• We’re currently investigating an issue related to the forum theme and styling that is impacting page layout and visual formatting. The problem has been identified, and we are actively working on a resolution. There is no impact to user data or functionality, this is strictly a front-end display issue. We’ll post an update once the fix has been deployed. Thanks for your patience while we get this sorted.

Wireless N?

fixxxer0

Senior member
Its a draft spec from what ive read, is it worth it to buy now or should I wait till some formats finalized?


I'm setting up my wireless in my house because I'm getting rid of one of my cable modems.

I don't want to lose any speed and I have some thick walls to go through.



If so, which company and gear to go with? It will be for PC's for now, but notebooks soon...


 
Unless you "absolutly must have N speeds" I would stick with G for now; it's not exactly like consumer-grade APs are expensive and it's too soon for AP manufacturer's to guarantee that their devices will support the standard once it is ratified (hardware requirements may still change).

Also keep in mind that poor signal quality is going to give you poor speeds regardless of whether your run G or N.
 
Well, N supposedly has more range and throughput due to the MIMO, but yea I think I'll just go with a G network it should be fine...
 
MIMO will definitely give greater throughput because you'll have multiple radios transmitting and receiving simultaneously. AFAIK the range improvements are accomplished by exploiting the spatial diversity of the multiple transmitters/receivers; it will probably help a little, but I'm skeptical as to how much it will improve real-world range.

The transmitter power is the same and it's still OFDM, and it's not like your antennas are going to be that far apart in your mobile device (laptop, etc.)

My guess would be that in practice if you're going for range it will still be just as important to get good hardware on both ends with proper antenna placement. This is just my guess though so I could be wrong. Most of the gear I work with is Cisco (and some Proxim) so I probably wont be using 802.11n in production until after it?s been ratified.

Erik
 
I have done real world testing, and I was pretty skeptical at first. N provides more range, and better throughput at all ranges. I was going through a metal wall (partition) @ 65 feet, and was able to stream a 10 Mb/s HD stream without problems. G couldn't get the stream off the ground at 15 feet (our baseline).

It really depends, because I don't like to buy prestandard stuff, but I'll tell you, that Dell laptop (with miniPCI express Broadcom Draftn card) and the router (Netgear) really made me think twice...

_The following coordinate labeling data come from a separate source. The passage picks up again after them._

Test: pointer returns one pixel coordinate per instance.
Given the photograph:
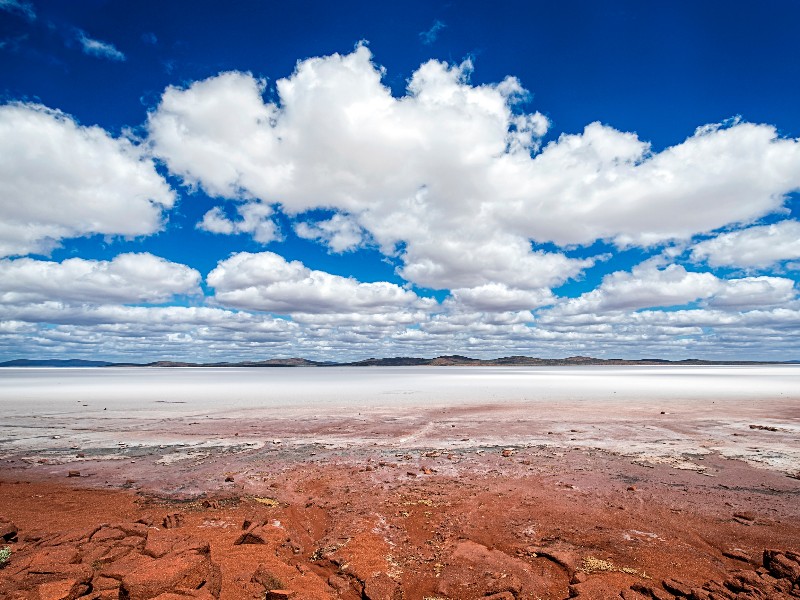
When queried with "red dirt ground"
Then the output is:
(370, 523)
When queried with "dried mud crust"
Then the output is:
(421, 524)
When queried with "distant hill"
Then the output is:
(454, 360)
(71, 362)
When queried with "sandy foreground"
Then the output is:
(510, 495)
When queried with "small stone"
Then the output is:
(736, 555)
(679, 588)
(172, 521)
(579, 577)
(8, 531)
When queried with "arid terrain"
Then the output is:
(461, 502)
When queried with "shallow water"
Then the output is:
(673, 414)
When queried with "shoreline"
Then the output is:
(381, 523)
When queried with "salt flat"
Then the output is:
(674, 414)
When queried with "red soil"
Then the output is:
(537, 523)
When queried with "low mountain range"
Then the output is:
(398, 361)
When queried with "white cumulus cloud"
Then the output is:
(267, 282)
(59, 180)
(451, 176)
(340, 233)
(755, 247)
(127, 278)
(254, 218)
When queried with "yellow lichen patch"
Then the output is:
(593, 565)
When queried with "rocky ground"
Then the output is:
(380, 523)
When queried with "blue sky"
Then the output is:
(217, 181)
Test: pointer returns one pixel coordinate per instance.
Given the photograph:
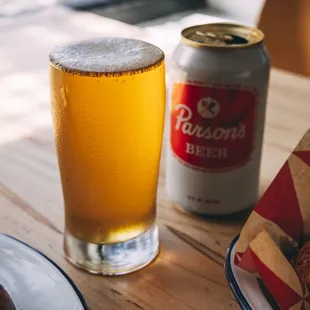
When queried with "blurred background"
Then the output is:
(143, 11)
(30, 28)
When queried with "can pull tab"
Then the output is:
(220, 36)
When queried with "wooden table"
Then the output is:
(189, 272)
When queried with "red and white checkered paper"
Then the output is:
(279, 224)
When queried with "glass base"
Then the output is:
(113, 259)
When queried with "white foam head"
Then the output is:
(106, 55)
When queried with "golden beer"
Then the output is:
(108, 104)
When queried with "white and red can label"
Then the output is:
(212, 126)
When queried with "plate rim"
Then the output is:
(71, 282)
(237, 292)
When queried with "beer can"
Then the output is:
(219, 77)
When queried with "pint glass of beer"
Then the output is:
(108, 105)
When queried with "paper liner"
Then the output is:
(278, 225)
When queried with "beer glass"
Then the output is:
(108, 105)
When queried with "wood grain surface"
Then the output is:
(189, 272)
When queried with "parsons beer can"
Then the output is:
(217, 107)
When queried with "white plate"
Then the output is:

I can't give full details of the report (might poke around dell and see if they have published it) but before you question the tests, please realize I"m a pro QA engineer, and a wireless guy, so I know my methodology and stuff...I wouldn't let them do some things they wanted (like an underground, empty parking garage for "real world" type testing) and it's a valid, repeateable result imho.

as an example, samba was nearly 3X the speed at 15' range over G.
 
Originally posted by: fixxxer0
Its a draft spec from what ive read, is it worth it to buy now or should I wait till some formats finalized?

The current situation has problems, with interference and interoperability being among the bigger ones. Most vendors want you to believe that everything's just fine, test reports aren't agreeing with that. It really should be better, and if it doesn't get better, we'll all either end up blasting each other out of the air, or maybe just not using much wireless.

http://www.tomsnetworking.com/2006/06/14/draft_11n_revealed_part2/
 
Originally posted by: Madwand1
Originally posted by: fixxxer0
Its a draft spec from what ive read, is it worth it to buy now or should I wait till some formats finalized?

The current situation has problems, with interference and interoperability being among the bigger ones. Most vendors want you to believe that everything's just fine, test reports aren't agreeing with that. It really should be better, and if it doesn't get better, we'll all either end up blasting each other out of the air, or maybe just not using much wireless.

http://www.tomsnetworking.com/2006/06/14/draft_11n_revealed_part2/
This is a good article thanks for the link; I also like part one of the series:
http://www.tomsnetworking.com/2006/06/01/draft_11n_revealed_part1/
 
Since the MIMO devices, were rushed out to cash on consumer impatience there is only Basic Routers, and Client Cards. Take into consideration that the whole gamut of other Wireless Devices that are needed for flexible configurations are not currently available in MIMO, and the future device would not be compatible with the current one.